Kat -  How do you tell if a mouse is losing its hearing?

Karen -  We use a physiological measurement called auditory brainstem response measurements or ABR.  This is exactly the same technique that many hospitals use to screen newborn babies for deafness when they're born.  So, it's a non-invasive technique and it's a very powerful technique to carry out at different ages that you could follow that progression of the hearing impairment in a mouse as it gets worse and worse.  We can distinguish lots of different aspects of their response including whether you need to deliver a higher level of sound in order to elicit a response.  And also, whether different frequencies -  high frequencies or low frequencies - are responding at the right sort of threshold.  This is quite important for humans because humans, as they get older, have a tendency to lose their sensitivity to high frequencies first. That's the earliest sign of progressive hearing loss.

And we found a number of different mouse mutants with single gene mutations that did have progressive hearing loss starting at the high frequencies.  So, we think that these particular mouse mutants are going to be very useful to us in providing models for the normal natural history of progressive hearing loss in humans.

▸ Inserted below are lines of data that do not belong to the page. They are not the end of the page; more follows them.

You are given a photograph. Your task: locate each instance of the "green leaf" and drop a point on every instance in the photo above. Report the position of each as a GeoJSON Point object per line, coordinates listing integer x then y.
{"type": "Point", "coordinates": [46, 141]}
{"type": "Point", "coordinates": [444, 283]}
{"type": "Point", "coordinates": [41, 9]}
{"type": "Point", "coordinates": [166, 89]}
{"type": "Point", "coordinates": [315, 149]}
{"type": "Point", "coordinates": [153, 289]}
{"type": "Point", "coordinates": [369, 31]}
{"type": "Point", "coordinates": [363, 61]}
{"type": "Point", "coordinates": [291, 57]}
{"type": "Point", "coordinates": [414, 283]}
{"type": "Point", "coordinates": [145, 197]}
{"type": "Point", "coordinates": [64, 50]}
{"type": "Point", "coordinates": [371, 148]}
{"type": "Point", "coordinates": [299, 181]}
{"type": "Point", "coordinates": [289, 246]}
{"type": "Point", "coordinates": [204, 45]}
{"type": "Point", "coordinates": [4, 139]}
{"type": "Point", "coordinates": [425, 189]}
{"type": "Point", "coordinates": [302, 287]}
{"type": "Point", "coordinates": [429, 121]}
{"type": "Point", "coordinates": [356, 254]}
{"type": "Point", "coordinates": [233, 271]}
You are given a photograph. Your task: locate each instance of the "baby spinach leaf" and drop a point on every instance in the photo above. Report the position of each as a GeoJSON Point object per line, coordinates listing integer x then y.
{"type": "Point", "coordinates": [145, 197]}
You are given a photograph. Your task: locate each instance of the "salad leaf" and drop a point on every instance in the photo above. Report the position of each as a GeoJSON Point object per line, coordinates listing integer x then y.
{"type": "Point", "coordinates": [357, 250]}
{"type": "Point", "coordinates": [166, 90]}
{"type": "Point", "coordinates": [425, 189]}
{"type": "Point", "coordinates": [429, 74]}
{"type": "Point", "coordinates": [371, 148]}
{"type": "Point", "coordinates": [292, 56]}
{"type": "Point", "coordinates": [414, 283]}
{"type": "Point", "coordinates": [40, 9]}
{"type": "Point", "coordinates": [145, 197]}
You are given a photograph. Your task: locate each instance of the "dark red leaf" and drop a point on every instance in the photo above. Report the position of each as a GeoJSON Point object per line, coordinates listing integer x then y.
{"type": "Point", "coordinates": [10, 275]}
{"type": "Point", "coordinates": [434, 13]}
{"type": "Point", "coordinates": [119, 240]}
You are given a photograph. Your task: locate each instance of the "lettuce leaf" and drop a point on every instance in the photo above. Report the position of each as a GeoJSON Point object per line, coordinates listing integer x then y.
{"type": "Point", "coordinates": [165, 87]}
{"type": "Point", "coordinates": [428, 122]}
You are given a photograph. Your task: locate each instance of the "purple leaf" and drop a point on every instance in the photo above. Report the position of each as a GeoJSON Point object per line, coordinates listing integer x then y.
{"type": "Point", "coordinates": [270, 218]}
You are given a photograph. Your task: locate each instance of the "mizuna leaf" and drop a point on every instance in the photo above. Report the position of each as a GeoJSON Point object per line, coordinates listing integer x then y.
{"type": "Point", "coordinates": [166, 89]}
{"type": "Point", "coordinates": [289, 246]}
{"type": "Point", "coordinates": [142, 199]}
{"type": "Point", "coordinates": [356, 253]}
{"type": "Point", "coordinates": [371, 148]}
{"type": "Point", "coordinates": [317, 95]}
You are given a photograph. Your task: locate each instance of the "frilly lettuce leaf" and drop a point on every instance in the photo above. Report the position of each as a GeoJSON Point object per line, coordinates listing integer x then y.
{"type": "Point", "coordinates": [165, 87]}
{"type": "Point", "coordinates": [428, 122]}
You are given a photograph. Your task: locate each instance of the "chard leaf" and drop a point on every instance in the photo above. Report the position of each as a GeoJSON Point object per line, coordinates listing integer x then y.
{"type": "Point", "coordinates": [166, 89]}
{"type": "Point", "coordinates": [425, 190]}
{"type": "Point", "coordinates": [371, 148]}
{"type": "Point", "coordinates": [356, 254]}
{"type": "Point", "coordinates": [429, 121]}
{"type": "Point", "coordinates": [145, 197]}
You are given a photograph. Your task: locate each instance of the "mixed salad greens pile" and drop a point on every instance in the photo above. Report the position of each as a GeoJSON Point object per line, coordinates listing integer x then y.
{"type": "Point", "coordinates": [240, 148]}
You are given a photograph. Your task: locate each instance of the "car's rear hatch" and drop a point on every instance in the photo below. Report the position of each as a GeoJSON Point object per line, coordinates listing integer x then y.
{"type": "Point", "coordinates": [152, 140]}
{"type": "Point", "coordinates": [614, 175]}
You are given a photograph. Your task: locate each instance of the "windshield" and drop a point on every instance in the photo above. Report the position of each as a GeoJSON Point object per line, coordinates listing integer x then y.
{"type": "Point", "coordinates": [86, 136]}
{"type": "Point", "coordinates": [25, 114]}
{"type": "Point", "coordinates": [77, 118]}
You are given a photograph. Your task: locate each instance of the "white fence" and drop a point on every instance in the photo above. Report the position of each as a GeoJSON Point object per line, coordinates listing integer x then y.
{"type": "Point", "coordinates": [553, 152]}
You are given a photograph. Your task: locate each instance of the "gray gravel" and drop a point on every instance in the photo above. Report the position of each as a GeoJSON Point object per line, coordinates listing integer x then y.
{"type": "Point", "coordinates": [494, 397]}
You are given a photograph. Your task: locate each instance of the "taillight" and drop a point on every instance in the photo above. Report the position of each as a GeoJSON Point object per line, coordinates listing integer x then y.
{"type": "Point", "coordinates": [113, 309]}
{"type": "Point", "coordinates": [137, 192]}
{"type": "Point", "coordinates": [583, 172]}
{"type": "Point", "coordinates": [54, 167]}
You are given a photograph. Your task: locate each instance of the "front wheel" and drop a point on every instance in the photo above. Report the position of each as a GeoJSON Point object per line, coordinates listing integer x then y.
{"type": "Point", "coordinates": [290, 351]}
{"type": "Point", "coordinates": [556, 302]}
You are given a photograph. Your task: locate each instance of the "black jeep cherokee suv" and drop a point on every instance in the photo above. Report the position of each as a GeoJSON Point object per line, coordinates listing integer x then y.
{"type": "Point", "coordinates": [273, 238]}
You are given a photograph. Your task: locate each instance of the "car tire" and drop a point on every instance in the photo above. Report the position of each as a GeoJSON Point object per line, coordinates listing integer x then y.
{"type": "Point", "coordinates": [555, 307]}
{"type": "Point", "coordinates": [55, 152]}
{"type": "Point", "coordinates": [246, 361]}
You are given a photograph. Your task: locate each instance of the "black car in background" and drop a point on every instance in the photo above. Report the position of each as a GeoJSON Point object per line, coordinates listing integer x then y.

Kat -  So, where would you like to see this research going maybe over the next 5 to 10 years, given the pace at which everything is accelerating in science and technology?

Karen -  Well, we have some very good clues now.  We have a number of different genes that we've identified as being involved in progressive hearing loss.  Now, we're in a position where we can start thinking about what molecular pathways those genes are involved in and whether those are pathways that we can manipulate particularly, using small molecules.  So, the traditional drug approach.  This is an approach that really hasn't been very seriously adopted in hearing.  

Most people think of hearing being treated by using hearing aids or perhaps cochlear implants if it's a very severe hearing impairment.  Those are prosthetic devices.  Those aren't treating the hearing because the person still has the hearing impairment.  Whereas, we think that we should be able to develop some drugs or small molecules that will stop the progression of hearing impairment.  But this is a long time off.  

We think in the next few years - next 2 or 3 years, we should have some animal model work that will give some proof of principle of using small molecules to stop the progression of hearing impairment.  Developing that to get into the clinic is going to take a lot longer as I'm sure you hear for many different diseases.  It's always a long process to get the initial concept of using a small molecule to treat a disease from an animal model into the clinic.  So, deafness is no different from that.

Kat - That was Professor Karen Steel from King's College London.